Caso Brumadinho: Seguradoras compram riscos, não responsabilidades

Caso Brumadinho: Seguradoras compram riscos, não responsabilidades

O rompimento da barragem em Brumadinho, pertencente à Mineradora Vale, ocorrido em 25 de janeiro de 2019, é uma das maiores tragédias ocorridas no Brasil em termos de perdas humanas e valores a indenizar, e o maior acidente de trabalho da história do país.

Esse desastre industrial, humanitário e ambiental se tornou emblemático para o seguro de responsabilidade civil geral, devido à complexidade dos danos, dos desdobramentos judiciais e as diferentes interpretações sobre as obrigações da Vale e das seguradoras contratadas.

No acidente de Brumadinho, a Vale tem responsabilidade objetiva, ou seja, não há necessidade de apuração de culpa; basta o dano e o nexo de causalidade para haver a obrigação de indenizar.

O seguro de responsabilidade civil protege a empresa por eventuais reclamações ou ações na Justiça em que seja responsabilizada civilmente por causar danos ou perdas materiais ou corporais involuntários a terceiros, desde que amparado pelas coberturas contratadas e até o limite de garantia da apólice.

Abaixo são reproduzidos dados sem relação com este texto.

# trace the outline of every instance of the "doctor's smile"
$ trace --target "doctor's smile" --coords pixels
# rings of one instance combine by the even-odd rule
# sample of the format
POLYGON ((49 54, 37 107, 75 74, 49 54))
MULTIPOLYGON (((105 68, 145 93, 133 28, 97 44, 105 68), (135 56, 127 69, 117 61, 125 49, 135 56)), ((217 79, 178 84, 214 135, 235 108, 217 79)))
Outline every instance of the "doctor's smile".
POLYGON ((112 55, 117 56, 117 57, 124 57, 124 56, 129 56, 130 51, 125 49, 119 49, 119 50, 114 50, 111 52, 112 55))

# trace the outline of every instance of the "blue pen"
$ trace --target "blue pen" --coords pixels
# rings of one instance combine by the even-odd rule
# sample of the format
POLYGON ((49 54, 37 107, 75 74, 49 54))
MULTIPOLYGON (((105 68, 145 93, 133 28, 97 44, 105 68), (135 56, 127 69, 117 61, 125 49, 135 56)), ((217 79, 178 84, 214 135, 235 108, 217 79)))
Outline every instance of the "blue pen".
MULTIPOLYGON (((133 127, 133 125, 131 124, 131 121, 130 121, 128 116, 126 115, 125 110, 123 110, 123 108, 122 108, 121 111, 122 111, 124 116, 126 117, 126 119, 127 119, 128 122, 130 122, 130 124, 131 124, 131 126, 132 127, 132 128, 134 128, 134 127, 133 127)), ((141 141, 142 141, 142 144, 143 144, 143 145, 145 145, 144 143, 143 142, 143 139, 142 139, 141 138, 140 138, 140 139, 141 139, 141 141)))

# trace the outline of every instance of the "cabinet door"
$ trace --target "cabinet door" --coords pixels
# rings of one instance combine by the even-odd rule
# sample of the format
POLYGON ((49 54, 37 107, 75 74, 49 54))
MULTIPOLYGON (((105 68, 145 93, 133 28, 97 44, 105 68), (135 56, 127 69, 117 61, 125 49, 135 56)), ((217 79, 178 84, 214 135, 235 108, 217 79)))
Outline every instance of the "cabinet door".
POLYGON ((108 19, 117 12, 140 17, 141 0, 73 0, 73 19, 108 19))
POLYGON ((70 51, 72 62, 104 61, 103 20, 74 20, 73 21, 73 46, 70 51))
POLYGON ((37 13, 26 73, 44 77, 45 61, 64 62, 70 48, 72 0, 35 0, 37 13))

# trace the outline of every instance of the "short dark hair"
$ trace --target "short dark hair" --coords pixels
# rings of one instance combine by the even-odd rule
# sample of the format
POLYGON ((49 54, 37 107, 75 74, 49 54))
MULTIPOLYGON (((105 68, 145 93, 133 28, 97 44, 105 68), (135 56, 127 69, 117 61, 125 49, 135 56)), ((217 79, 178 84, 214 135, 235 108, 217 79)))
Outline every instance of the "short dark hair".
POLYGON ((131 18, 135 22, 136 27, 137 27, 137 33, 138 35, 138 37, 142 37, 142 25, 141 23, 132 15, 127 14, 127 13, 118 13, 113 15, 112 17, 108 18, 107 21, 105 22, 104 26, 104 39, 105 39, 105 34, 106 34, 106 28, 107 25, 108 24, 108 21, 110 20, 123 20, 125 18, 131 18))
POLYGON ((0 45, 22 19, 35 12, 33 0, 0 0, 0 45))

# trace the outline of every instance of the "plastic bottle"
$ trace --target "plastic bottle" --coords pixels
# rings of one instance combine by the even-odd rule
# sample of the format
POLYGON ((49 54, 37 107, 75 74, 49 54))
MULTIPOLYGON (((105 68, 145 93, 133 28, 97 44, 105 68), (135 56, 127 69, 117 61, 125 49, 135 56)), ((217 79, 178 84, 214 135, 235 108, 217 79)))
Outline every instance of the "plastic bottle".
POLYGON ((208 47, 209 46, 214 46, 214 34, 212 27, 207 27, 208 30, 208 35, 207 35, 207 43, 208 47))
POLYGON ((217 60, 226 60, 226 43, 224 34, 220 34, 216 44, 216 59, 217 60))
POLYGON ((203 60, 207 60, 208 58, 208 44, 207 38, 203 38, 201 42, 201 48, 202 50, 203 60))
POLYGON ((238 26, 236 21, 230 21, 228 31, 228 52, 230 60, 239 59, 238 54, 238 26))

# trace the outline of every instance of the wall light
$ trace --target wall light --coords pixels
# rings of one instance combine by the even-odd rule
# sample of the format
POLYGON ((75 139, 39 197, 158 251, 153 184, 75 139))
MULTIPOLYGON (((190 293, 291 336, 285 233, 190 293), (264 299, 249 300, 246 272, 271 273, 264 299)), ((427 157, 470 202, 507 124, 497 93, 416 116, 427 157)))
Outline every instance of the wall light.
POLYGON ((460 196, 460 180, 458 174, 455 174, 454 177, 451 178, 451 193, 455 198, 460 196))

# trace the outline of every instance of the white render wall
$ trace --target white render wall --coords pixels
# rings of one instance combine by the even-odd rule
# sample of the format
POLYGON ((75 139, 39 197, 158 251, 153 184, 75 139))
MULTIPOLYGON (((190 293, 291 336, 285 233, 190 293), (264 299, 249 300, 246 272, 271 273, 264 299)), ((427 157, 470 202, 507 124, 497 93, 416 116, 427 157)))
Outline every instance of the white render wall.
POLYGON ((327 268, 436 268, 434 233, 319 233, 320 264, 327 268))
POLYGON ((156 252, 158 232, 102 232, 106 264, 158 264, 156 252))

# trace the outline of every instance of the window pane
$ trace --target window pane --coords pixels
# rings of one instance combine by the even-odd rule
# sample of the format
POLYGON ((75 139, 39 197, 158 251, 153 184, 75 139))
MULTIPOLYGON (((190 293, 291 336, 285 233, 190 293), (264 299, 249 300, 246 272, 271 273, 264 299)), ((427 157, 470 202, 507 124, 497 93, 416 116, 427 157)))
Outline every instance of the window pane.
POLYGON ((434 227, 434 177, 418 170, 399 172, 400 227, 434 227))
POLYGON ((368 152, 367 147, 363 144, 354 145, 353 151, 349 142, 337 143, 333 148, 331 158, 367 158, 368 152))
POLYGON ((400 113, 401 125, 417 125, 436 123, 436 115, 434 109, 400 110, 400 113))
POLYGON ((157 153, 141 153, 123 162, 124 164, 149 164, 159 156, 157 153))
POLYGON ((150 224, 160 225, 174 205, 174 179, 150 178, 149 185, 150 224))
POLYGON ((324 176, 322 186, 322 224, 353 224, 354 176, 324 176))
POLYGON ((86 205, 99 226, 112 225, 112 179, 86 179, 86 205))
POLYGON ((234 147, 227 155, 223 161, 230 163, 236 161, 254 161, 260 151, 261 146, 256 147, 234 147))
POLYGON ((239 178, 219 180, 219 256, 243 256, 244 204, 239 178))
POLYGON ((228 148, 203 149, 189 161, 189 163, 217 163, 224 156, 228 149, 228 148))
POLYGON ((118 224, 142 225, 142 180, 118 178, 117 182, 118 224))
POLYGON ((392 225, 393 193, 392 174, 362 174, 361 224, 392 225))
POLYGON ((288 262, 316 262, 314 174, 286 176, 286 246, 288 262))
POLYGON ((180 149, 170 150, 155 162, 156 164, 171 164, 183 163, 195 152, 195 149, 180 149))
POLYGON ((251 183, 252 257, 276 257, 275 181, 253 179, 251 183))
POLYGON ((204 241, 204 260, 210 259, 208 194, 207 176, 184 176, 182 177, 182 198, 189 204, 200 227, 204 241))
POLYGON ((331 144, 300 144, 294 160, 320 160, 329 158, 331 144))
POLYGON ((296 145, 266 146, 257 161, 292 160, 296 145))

Após a tragédia, muitos artigos e matérias sobre os seguros da Vale foram publicadas, algumas inclusive citaram que a barragem de Brumadinho está fora da cobertura da apólice principal da empresa, desobrigando as seguradoras de pagamentos. Diante de tantas especulações, a Vale invocou a cláusula NDA (Non Disclosure Agreements), assim o contrato de seguro de responsabilidade civil está sob cláusula de confidencialidade e as partes envolvidas são proibidas de fornecer detalhes do seguro.

Mesmo que o seguro não estivesse sob sigilo, as seguradoras não teriam obrigação de divulgar detalhes do contrato e nem podem ser responsabilizadas pela demora nas indenizações. As seguradoras apenas compram riscos, não há transferência de responsabilidade, se limitam a responder pelo seguro vendido. O seguro de responsabilidade civil geral é um seguro não-proporcional cuja importância segurada é definida a critério do segurado, e é impossível fixar o montante de responsabilidade que eventualmente possa ser atribuído ao segurado por um ato culposo que possa causar danos a terceiros.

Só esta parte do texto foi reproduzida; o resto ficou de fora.